The usual string operations work with bytestrings.

In [5]:
test = b'this is a long bytestring'
print(test[3:10])   # slicing
print(test[4])      # get the 4th byte (returns an int)

b's is a '
32


In [6]:
another = b' and anotha one!'
print(test + another)   # concatenating bytestrings
print(another * 10)     # n-fold concatenation

b'this is a long bytestring and anotha one!'
b' and anotha one! and anotha one! and anotha one! and anotha one! and anotha one! and anotha one! and anotha one! and anotha one! and anotha one! and anotha one!'


We can use the following libraries to convert between encodings (hex and Base64).

In [7]:
from binascii import hexlify, unhexlify

In [8]:
from base64 import b64encode, b64decode

In [9]:
hexlify(b'this is gonna be hex soon')

b'7468697320697320676f6e6e612062652068657820736f6f6e'

In [10]:
unhexlify(b'7468697320697320686578206e6f206d6f7265')

b'this is hex no more'

In [11]:
b64encode(b'Base64 this thing!')

b'QmFzZTY0IHRoaXMgdGhpbmch'

In [12]:
b64decode(b'YmFzZTY0IGlzIG5vdCBlbmNyeXB0aW9uIQ==')
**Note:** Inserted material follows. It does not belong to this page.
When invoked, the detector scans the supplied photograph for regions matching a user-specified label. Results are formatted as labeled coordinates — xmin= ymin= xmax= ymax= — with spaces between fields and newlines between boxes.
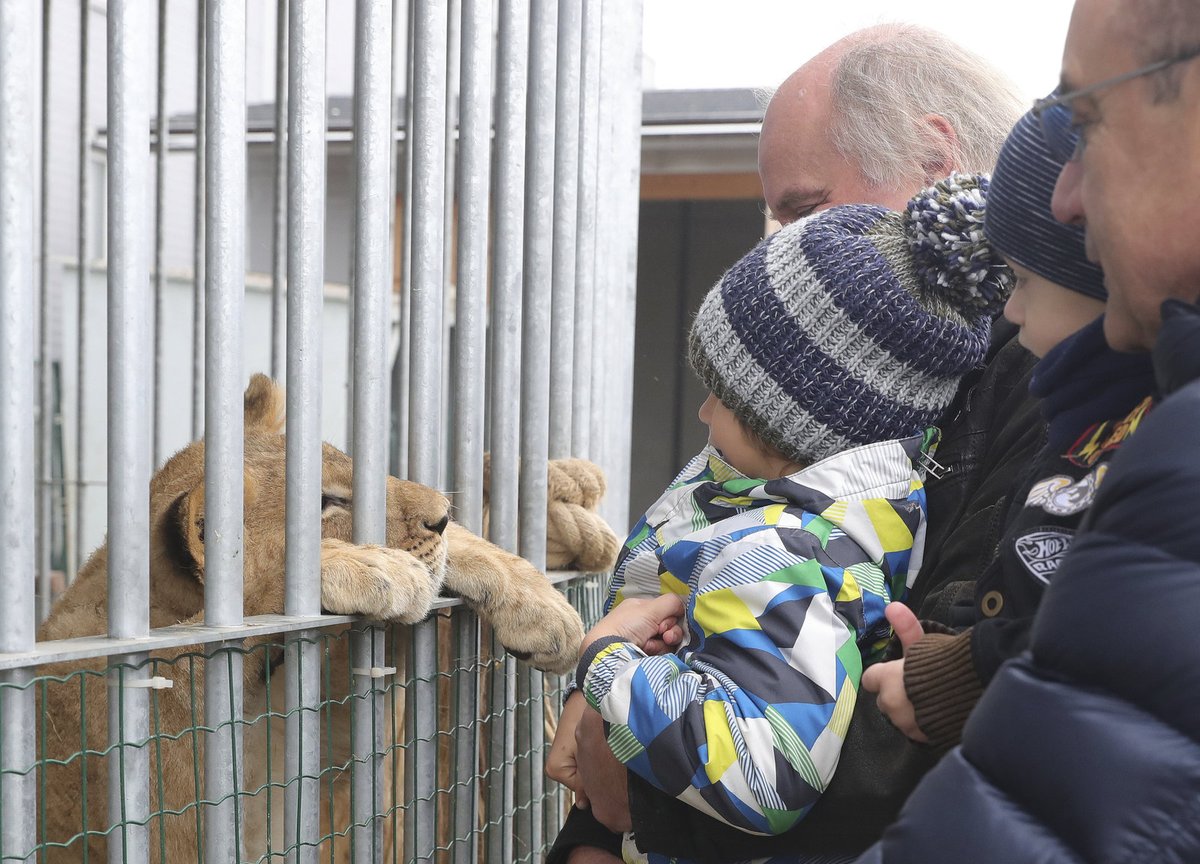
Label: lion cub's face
xmin=150 ymin=374 xmax=450 ymax=614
b'base64 is not encryption!'

## Some reminders

You are not allowed to use additional libraries (even within the Python standard library) other than those explicitly used here, though you may implement additional functions of your own.

**Very important:** Always work with raw bytes, never with encoded strings.

The following pages from the Python documentation may be helpful:
- https://docs.python.org/3/library/stdtypes.html#bytes-objects
- https://docs.python.org/3/library/binascii.html
- https://docs.python.org/3/library/base64.html

## 1-1. Hex to Base64 [2 pts]

Write a function called `hex_to_b64` to convert a hex-encoded bytestring into Base64. For example, the string
```
48656c7021204920676f7420584f52206579657320616e642069742773206b696c6c696e67206d65
```
should output
```
SGVscCEgSSBnb3QgWE9SIGV5ZXMgYW5kIGl0J3Mga2lsbGluZyBtZQ==
```

In [13]:
from binascii import hexlify, unhexlify
from base64 import b64encode, b64decode

def hex_to_b64(h):
    #Decode hexstring to bytestring
    hex_bytes = unhexlify(h)

    b64_bytes = b64encode(hex_bytes)
    return b64_bytes

test = hex_to_b64(b'48656c7021204920676f7420584f52206579657320616e642069742773206b696c6c696e67206d65')
print(test)

b'SGVscCEgSSBnb3QgWE9SIGV5ZXMgYW5kIGl0J3Mga2lsbGluZyBtZQ=='


In [69]:
# if your function works properly, no error should appear when running this line
assert hex_to_b64(b'48656c7021204920676f7420584f52206579657320616e642069742773206b696c6c696e67206d65') == b'SGVscCEgSSBnb3QgWE9SIGV5ZXMgYW5kIGl0J3Mga2lsbGluZyBtZQ=='

## 1-2. XOR'ing two bytestrings [4 pts]

Write a function called `xor_bytes` that takes two bytestrings of equal length and outputs their XOR. For example, if I have a bytestring
```
49207374696c6c206861766520584f522065796573206e6f772077686174
```
after hex-decoding it, and when I XOR it against
```
3a4f1e11060209001b04180100302a3e5045141c5345170a040016292955
```
it should output
```
736f6d656f6e652073656e642068656c70206d7920657965732061414821
```

In [14]:
from binascii import hexlify, unhexlify

def xor_bytes(a, b):
    #this is to see if the length of the two bytestrings are equal or not
    if len(a) != len(b):
        #return an empty bytes object if lengths are different
        return b''
    
    # XOR the byte strings and return the result as a bytes object
    return bytes(byte_a ^ byte_b for byte_a, byte_b in zip(a, b))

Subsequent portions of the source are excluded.